Hierzu ist die Autodesk 360 – Produktreihe mit Produkten wie Autodesk 360, AutoCAD 360, Autodesk Fusion 360, BIM 360 Glue und Field zu verwenden.

Arbeiten mit Punktwolken (dazu wird Autodesk ReCap verwendet)



Hierzu ein Bericht von Herrn Beinecke: 

Laserscanning wird immer wichtiger.
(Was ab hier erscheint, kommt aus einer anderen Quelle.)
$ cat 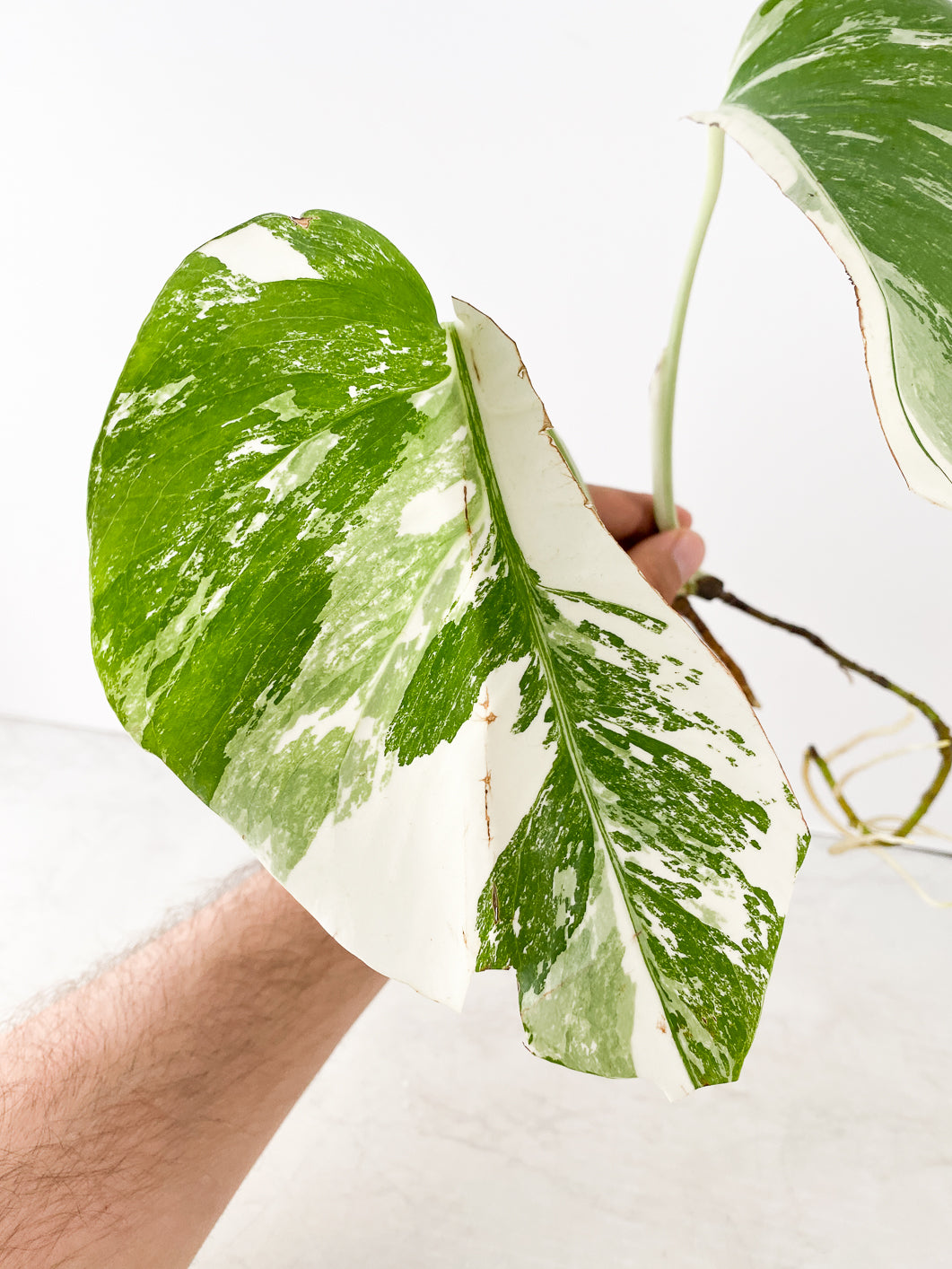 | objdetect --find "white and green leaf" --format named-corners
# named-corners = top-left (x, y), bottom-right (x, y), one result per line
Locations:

Zum einen werden die Geräte immer günstiger und die Qualität der Wolken immer besser, aber auch die Möglichkeiten der erzeugten Daten zügig und auf neue Art und Weise zu be-/verarbeiten, werden immer besser und einfacher.

Man kann ganze Anlagen (gezeigt wurden verschiedene Beispiele) in wenigen Stunden bis Tagen einscannen und braucht sich kaum noch Gedanken machen über den Standort. Einfach alle 10-20 Meter einmal scannen und weiter. Die Qualität der Punktwolken ist faszinierend. Es hängt natürlich von der Distanz ab, aber wir sprechen hier von 1/10 mm Auflösung. Und das Ganze in Farbe. In einem Kurs wurde der Raum vor dem Eintritt der Personen kurz von zwei Stellen aus gescannt. Wenn man sich die Wolken dann anschaut, sind das fast Fotos.

Die einzelnen Punktwolken aus den verschiedenen Positionen werden dann zusammengefasst. Dabei werden beliebige Referenzpunkte die in beiden Scans sichtbar sind, gewählt und ReCap überlagert dann die beiden Punktwolken und macht eine daraus.

In ReCap hat man dann noch die Möglichkeit z.B. einzelne Schnitte der Punktewolken zu erstellen um diese verbleibenden Punktwolken, dann z. B. einfach in ACAD (o.ä.) reinzuladen und nachzuzeichnen und per Layersteuerung ein-/auszuschalten.
Die Geschwindigkeit mit der die Punktewolken verarbeitet werden ist dabei faszinierend. Das geht einfach fließend.

Die Punktwolken kann man dann einfach ins CAD einladen. Was sich in Zukunft hier dann ändert ist, dass die Punktwolken eigentlich nicht mehr wirklich in CAD Objekte umgewandelt werden, sondern man die Punktewolken als Teil des CAD Modells betrachtet. Man zeichnet also z.B. nur noch das was neu ist. Durch die hohe Dichte der Wolken, ist das auch beim Plotten kein Problem mehr.
Mit der kommenden Version von ACAD und auch ganz allgemein, wird man daher auch nicht mehr versuchen Funktionen zu entwickeln, die möglichst automatisch aus den Punktewolken CAD Objekte machen.

Interessant ist Laserscanning natürlich hauptsächlich bei Erweiterungen und Umbauten. Es gab jedoch auch Anwendungsbeispiele für Neuanlagen. Es wurde ein Beispiel aufgeführt, bei der eine neue Halle gescannt wurde, bevor die Einbauten installiert wurden. Dabei hatte sich dann herausgestellt, dass die Halle nicht exakt so gebaut wurde, wie im CAD geplant. So konnte man noch die CAD Modelle der Einbauten ändern, bzw. beim Einbau frühzeitig darauf reagieren und so größere Kosten vermeiden.